In March of this year, NASA announced the impact of a small asteroid against Earth’s atmosphere. The asteroid was predicted two hours before impact and was not large enough to do any damage. However, it still sparked the conversation about increasing planetary defenses against near-Earth Objects, such as fireballs and bolides. Fireballs and bolides are asteroids that break up open entry to Earth’s atmosphere. In 2022, NASA released decades of fireball data to increase the understanding of how asteroids break up in the atmosphere to cause fireballs and bolides. With this data, the fireball impact energy (Figure 1) and total fireball events per year (Figure 2) were analyzed. Also, the prediction of fireball and bolide occurrences will be made for 2022 and future years compared to the number of fireball and bolide events that occurred in 2021 with a machine learning technique, linear regression supervised learning (Figure 3 and Figure 4). The data was explored and analyzed in Juypter Notebook using Pandas, NumPy, Matplotlib, and Scikit-learn. The frequency of impact energy plot, Figure 1, shows that the log of impact energy occurred the most from -1 to -3 (kt) and above 1 (kt) are more likely to be rare historic events.
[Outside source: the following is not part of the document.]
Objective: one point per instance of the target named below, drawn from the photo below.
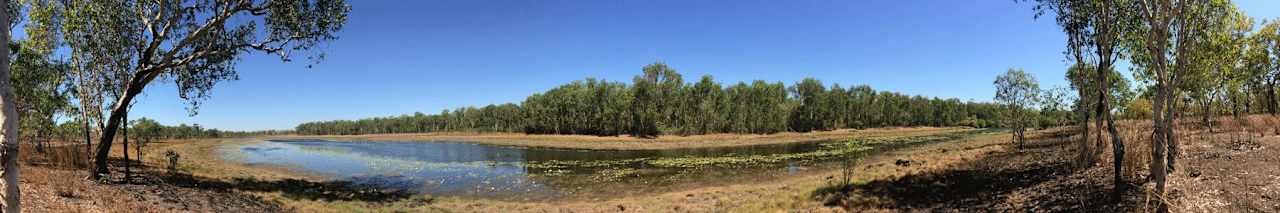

There was a large increase in fireball and bolide events per year, Figure 2, from 1980 to 1994 and an even larger increase occurred in 1996. This increase in fireball and bolide events per year could be due to advances in technology. The linear regression supervised learning plot, Figure 4, shows that the majority of the test data fits the model. The mean absolute error is 6 years which is the average size of errors in the prediction. The linear regression supervised learning model can now be used to predict fireball and bolide events.
Figure 1. Frequency of impact energy. Histogram of the log of impact energy where one kiloton (kt) of TNT releases 4.184×10^12 J of energy.
Figure 2. Total fireball events per year. Fireball and bolide events were observed each year from 1980 to 2021.
Figure 3. Test train split for fireball prediction. The data for events per year is randomly split to create data points to test and train the linear regression supervised learning model. The training data, red data points, are used to create the linear model which is then used to show how well the model predicts the testing data, yellow data points.
Figure 4. Machine learning model for fireball prediction. A linear regression line was created from the prediction values and plotted along with test data values.